1967 film by Dino Risi

Il Tigre, internationally released as The Tiger and the Pussycat, is a 1967 Italian comedy film directed by Dino Risi. For his performance, Vittorio Gassman won the David di Donatello for best actor; the film also won the David di Donatello for best producer.

== Plot ==
In Rome, Francesco Vincenzini is married and has recently become a grandfather. The teenaged son of Francesco tries to kill himself after his affections are rejected by Carolina, a beautiful art student.

Francesco decides to confront the young woman and condemn what she has done. Instead, he is seduced by her. His fling with Carolina makes him feel young again, but he begins to neglect his family and his work.

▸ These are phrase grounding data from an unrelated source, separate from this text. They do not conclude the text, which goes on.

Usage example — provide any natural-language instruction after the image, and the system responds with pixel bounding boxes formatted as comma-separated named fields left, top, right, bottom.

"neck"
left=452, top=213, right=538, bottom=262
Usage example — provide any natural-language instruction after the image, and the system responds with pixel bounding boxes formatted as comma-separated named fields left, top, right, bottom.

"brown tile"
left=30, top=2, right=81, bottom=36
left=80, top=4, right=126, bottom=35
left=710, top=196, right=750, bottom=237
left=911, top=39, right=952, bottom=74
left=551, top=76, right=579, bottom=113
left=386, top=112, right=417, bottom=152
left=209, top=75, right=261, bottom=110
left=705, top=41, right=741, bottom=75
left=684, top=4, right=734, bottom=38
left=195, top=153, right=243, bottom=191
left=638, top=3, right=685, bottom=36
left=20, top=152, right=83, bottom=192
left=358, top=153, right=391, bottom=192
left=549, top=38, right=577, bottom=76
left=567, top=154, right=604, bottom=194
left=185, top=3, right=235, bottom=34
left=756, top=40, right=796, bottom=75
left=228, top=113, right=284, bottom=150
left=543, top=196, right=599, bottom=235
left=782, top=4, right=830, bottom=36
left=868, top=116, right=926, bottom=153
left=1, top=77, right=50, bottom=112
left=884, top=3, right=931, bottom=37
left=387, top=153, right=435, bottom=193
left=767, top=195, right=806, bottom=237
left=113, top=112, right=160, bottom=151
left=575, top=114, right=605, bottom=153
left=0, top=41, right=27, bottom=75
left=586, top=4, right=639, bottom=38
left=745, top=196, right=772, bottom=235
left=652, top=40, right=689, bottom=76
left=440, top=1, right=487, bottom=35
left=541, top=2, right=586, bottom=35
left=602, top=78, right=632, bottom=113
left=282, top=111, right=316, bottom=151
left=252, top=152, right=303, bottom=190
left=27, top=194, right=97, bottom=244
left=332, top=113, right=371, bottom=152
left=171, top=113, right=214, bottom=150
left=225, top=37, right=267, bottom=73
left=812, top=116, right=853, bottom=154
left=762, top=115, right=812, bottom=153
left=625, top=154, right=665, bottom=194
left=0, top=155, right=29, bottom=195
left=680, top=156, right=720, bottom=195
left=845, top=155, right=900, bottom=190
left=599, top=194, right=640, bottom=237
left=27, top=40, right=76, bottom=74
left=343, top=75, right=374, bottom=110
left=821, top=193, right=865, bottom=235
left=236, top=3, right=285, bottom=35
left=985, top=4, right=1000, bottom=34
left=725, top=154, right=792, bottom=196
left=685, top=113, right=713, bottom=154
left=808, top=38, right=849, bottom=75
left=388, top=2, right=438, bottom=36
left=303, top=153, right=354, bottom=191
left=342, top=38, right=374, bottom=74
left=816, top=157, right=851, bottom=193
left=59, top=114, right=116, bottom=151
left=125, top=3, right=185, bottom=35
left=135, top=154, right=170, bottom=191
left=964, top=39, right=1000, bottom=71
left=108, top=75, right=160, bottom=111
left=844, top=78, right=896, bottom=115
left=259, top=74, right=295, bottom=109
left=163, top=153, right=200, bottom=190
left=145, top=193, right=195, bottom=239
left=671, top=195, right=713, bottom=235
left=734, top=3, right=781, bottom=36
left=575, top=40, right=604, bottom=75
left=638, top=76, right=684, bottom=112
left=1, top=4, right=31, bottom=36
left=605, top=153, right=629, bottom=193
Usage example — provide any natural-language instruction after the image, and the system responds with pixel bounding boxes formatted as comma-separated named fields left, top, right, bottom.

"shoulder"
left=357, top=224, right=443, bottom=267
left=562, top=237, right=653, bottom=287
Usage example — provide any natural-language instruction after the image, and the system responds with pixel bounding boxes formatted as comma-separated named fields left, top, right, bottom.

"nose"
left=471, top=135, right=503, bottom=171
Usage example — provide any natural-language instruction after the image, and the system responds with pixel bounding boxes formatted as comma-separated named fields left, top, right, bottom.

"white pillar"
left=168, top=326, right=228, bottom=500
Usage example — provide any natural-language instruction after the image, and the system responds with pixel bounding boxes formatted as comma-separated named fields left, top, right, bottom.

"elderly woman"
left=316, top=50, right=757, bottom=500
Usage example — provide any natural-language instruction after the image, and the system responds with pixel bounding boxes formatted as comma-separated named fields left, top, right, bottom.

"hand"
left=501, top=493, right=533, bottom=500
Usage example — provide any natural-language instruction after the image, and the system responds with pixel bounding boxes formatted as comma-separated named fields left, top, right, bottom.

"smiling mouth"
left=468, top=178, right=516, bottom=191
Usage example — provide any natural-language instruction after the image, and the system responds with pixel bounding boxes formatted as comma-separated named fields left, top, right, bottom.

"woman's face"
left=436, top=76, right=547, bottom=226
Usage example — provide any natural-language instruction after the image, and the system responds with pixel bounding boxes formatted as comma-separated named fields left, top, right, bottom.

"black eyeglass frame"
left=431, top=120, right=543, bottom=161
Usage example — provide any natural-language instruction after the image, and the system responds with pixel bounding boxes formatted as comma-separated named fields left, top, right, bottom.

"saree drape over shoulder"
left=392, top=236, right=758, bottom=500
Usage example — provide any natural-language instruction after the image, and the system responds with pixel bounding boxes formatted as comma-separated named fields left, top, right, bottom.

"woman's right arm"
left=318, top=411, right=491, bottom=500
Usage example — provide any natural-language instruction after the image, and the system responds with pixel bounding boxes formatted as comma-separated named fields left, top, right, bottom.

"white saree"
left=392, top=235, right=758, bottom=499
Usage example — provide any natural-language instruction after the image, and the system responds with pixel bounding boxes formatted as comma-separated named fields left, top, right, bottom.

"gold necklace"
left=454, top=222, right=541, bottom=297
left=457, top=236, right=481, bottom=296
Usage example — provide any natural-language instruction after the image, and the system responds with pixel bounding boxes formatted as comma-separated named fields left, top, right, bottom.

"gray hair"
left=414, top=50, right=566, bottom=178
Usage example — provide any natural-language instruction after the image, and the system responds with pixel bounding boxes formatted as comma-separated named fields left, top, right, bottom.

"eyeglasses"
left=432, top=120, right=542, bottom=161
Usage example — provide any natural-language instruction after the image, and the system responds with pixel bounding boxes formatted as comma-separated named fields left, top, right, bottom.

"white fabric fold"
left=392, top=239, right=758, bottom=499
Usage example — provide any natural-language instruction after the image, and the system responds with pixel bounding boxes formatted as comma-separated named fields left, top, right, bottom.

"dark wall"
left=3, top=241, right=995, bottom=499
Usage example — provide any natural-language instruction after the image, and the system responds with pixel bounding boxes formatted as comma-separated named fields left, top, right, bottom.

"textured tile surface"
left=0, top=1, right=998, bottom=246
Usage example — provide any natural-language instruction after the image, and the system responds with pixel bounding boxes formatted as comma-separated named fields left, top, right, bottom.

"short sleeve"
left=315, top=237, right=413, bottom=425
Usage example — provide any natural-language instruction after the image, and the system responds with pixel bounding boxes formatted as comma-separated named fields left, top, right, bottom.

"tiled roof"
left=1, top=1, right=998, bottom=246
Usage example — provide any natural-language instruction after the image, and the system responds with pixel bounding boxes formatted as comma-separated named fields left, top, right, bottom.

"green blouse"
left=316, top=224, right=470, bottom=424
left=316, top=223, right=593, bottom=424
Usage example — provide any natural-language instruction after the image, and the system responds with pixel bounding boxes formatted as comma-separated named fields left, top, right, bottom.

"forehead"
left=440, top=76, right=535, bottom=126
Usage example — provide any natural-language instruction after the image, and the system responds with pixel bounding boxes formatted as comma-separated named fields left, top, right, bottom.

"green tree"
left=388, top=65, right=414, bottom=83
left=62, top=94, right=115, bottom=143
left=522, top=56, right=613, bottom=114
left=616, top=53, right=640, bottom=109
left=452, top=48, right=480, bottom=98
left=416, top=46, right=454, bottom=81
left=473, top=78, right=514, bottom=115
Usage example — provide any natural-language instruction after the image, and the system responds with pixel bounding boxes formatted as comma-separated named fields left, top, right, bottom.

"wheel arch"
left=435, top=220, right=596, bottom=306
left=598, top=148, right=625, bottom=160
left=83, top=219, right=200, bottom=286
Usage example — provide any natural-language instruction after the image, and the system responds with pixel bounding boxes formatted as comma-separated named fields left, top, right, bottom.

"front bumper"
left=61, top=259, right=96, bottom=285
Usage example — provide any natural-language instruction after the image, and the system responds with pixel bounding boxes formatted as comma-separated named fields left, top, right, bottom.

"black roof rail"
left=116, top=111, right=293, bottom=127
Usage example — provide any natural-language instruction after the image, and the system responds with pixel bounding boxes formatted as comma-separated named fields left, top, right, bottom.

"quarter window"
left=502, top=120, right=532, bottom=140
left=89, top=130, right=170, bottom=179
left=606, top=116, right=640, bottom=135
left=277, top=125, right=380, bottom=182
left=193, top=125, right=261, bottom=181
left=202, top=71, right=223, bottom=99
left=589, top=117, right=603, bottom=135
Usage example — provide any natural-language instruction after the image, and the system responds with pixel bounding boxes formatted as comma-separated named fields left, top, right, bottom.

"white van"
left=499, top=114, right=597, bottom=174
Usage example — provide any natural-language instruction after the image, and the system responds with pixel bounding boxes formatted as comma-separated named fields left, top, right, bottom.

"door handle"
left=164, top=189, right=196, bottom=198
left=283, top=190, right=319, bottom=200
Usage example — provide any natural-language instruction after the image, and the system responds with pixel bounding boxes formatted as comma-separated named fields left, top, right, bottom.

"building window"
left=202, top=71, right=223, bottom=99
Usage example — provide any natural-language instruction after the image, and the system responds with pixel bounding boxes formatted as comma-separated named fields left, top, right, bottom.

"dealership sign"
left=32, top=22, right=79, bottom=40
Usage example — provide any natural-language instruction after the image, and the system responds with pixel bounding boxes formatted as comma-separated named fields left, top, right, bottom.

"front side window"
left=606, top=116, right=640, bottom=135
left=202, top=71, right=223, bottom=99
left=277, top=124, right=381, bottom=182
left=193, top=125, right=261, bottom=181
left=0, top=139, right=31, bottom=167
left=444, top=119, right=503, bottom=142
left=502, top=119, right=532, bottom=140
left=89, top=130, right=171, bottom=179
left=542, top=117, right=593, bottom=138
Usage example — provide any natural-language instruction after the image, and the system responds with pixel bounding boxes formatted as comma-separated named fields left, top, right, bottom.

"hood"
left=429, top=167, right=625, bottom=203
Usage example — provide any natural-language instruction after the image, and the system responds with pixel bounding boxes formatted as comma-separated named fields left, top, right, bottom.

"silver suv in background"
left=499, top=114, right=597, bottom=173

Invited to run off to Paris with Carolina, Francesco writes a farewell letter to his wife, Esperia, and leaves for the train station. At the last minute, he comes to his senses and decides to return home where Esperia pretends that she did not read his letter.

== Cast ==
- Vittorio Gassman: Francesco Vincenzini
- Ann-Margret: Carolina
- Eleanor Parker: Esperia Vincenzini
- Fiorenzo Fiorentini: Tazio
- Antonella Steni: Pinella
- Luigi Vannucchi: President
- Caterina Boratto: Delia
- Jacques Herlin: Monsignor
- Eleonora Brown: Luisella
==Production==
It was one of several films Ann-Margret made in Europe around this time.